Maya nodded. “Got it.”
It took eighty minutes of stumbling around in the brush, darkness, and fog before Sam heard a whistle. Then two more whistles.
Sam’s cell buzzed. “Got ‘em,” Maya said. “We’re at the creek.”
“Are they okay?”
“Mostly.”
“What does that mean?”
“You’ll see. You’ve got the rope, right?” Maya asked.
“In my pack. Call Aidan and keep blowing your whistles so we can all find each other.”
“Roger that. Hurry.”
It took nearly another hour for Sam and Justin to follow the whistles back to the creek. Maya stood with Taylor and Ashley on the crest of the river bank, gazing down into the narrow channel the river had carved.

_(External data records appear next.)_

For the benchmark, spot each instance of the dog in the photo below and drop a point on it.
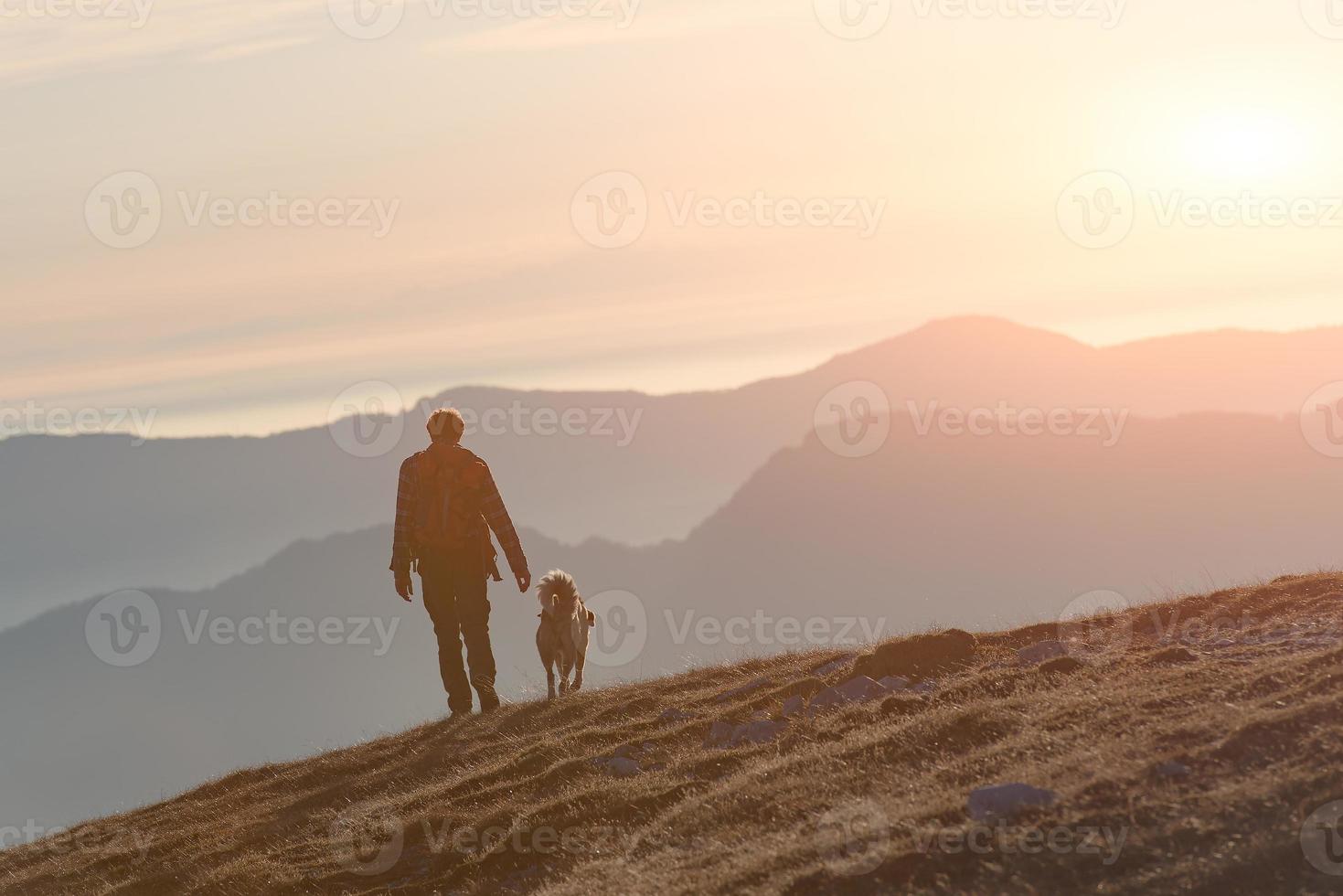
(561, 637)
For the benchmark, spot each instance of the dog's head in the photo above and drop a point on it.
(559, 595)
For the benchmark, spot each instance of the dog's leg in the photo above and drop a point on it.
(547, 650)
(566, 667)
(579, 650)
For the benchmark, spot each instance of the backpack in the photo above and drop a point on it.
(449, 500)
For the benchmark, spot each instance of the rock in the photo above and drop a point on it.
(758, 732)
(744, 689)
(920, 656)
(834, 666)
(622, 766)
(1062, 666)
(857, 689)
(1173, 655)
(720, 733)
(861, 688)
(724, 733)
(1041, 652)
(902, 704)
(1005, 801)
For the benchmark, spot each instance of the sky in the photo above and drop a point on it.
(232, 212)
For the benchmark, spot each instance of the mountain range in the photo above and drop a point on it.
(815, 549)
(93, 513)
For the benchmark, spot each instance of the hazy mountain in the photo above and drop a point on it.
(93, 513)
(814, 549)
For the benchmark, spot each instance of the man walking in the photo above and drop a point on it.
(446, 506)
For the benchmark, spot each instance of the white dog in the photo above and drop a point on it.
(561, 637)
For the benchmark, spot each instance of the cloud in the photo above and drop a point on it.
(614, 23)
(46, 40)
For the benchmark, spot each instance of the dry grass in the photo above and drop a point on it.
(869, 798)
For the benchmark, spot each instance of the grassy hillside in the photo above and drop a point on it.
(1188, 744)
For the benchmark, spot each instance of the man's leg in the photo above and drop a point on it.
(473, 610)
(440, 600)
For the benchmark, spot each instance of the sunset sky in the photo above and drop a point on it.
(962, 136)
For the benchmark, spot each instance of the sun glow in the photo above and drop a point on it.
(1246, 144)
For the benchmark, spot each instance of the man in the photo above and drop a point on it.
(446, 506)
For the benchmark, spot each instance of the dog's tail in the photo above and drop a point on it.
(553, 586)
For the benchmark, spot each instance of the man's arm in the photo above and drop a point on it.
(498, 520)
(400, 566)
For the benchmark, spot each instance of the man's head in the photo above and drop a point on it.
(446, 426)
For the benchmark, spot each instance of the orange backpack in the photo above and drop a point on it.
(447, 504)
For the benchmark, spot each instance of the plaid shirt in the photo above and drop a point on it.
(492, 511)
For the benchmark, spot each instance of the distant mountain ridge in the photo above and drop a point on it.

“Damn,” Sam said. “The trail’s completely gone.”
The creek channel was known to be unstable, especially in periods after heavy rain. The soil was extremely soft and sandy here, ground into powder by ancient glaciers. Conditions shifted with the seasons. Most years, the trail had to be rebuilt to cross the creek. She had planned to take the long route around this area to their last campsite at a lake.
Nick and Olivia were on all fours about fifty feet down the steep slope, their hands and feet invisible, buried in the soft earth. A boulder rested a few yards down the slope from them, perched on the edge of a sharp vertical bank that dumped into the raging creek. The water surged beneath them, as wide and deep as the main river now, carving out a huge chunk of the sandy bank as they watched. As the earth collapsed into the stream, the boulder slid further down the slope. So did Olivia. Shrieking, she reached for Nick’s ankle above her, and they both slid a foot closer to the roiling water.
“Every time they move, they slide,” Maya said.
Aidan and Gabriel arrived just as Sam was pulling the rope out of her pack.